Although HIV-associated neurocognitive disorders (HAND) result from injury and loss of neurons, productive infection routinely takes place in cells of macrophage lineage. In such a complex context, astrocytosis induced by local chemokines/cytokines is one of the hallmarks of HIV neuropathology. Whether this sustained astrocyte activation is able to alter telomere-aging process is unknown. We hypothesized that interaction of HIV with astrocytes may impact astrocyte telomerase activity (TA) and telomere length in a scenario of astrocytic activation measured by expression of glial fibrillary acidic protein (GFAP). To test this hypothesis, cultured murine astrocytes were challenged with pseudotyped HIV/vesicular stomatitis virus (HIV/VSV) to circumvent the absence of viral receptors; and GFAP, telomerase activity, and telomere length were quantified. As an early and transient event after HIV infection, both TA activity and telomere length were significantly augmented (P < 0.001). Later, a strong negative correlation (-0.8616, P < 0.0001) between virus production and telomerase activity was demonstrated. Once HIV production had reached a peak (7 dpi), the TA decreased, showing levels similar to those of noninfected cells. In contrast, the astrocyte became activated, exhibiting significantly increased levels of GFAP expression directly related to the level of HIV/VSV replication (P < 0.0001). Our results suggest that HIV-infected astrocytes exhibit early disturbance in their cellular functions, such as telomerase activity and telomere length, that may attenuate cell proliferation and enhance the astrocyte dysregulation, contributing to HIV neuropathogenesis. Understanding the mechanisms involved in HIV-mediated persistence by altering the telomere-related aging processes could aid in the development of therapeutic modalities for neurological complications of HIV infection.

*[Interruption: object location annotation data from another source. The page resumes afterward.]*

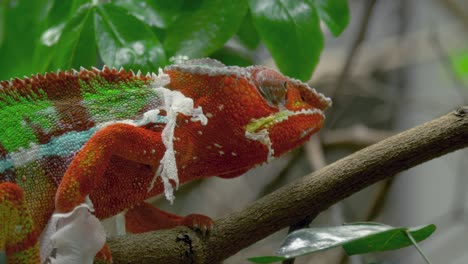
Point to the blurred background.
(398, 64)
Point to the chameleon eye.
(274, 93)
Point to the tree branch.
(306, 196)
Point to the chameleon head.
(296, 111)
(255, 103)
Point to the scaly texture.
(97, 135)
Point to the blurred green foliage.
(460, 65)
(46, 35)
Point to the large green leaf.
(291, 31)
(356, 238)
(159, 13)
(391, 239)
(232, 57)
(335, 13)
(123, 40)
(203, 27)
(19, 34)
(76, 46)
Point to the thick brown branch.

虽然 HIV 相关的神经认知障碍(HAND)是由神经元损伤和丧失引起的,但 HIV 的感染通常发生在巨噬细胞谱系的细胞中。在这种复杂的情况下,局部趋化因子/细胞因子诱导的星形胶质细胞增生是 HIV 神经病理学的标志之一。尚不清楚这种持续的星形胶质细胞激活是否能够改变端粒衰老过程。我们假设,HIV 与星形胶质细胞的相互作用可能会影响星形胶质细胞端粒酶活性(TA)和端粒长度,而星形胶质细胞激活的指标是胶质纤维酸性蛋白(GFAP)的表达。为了验证这一假设,我们用假型 HIV/水疱性口炎病毒(HIV/VSV)来挑战培养的鼠星形胶质细胞,以规避病毒受体的缺失;并对 GFAP、端粒酶活性和端粒长度进行了量化。作为 HIV 感染后的早期和短暂事件,TA 活性和端粒长度都显著增加(P<0.001)。之后,证明了病毒产生与端粒酶活性之间存在强烈的负相关(-0.8616,P<0.0001)。一旦 HIV 产量达到峰值(7dpi),TA 就会下降,表现出与未感染细胞相似的水平。相比之下,星形胶质细胞被激活,GFAP 的表达水平显著增加,这与 HIV/VSV 复制水平直接相关(P<0.0001)。我们的研究结果表明,HIV 感染的星形胶质细胞表现出早期的细胞功能紊乱,如端粒酶活性和端粒长度的紊乱,这可能会减弱细胞增殖,并增强星形胶质细胞失调,从而促进 HIV 神经发病机制。了解 HIV 介导的持续性改变与端粒相关的衰老过程相关的机制,可能有助于开发针对 HIV 感染的神经并发症的治疗方法。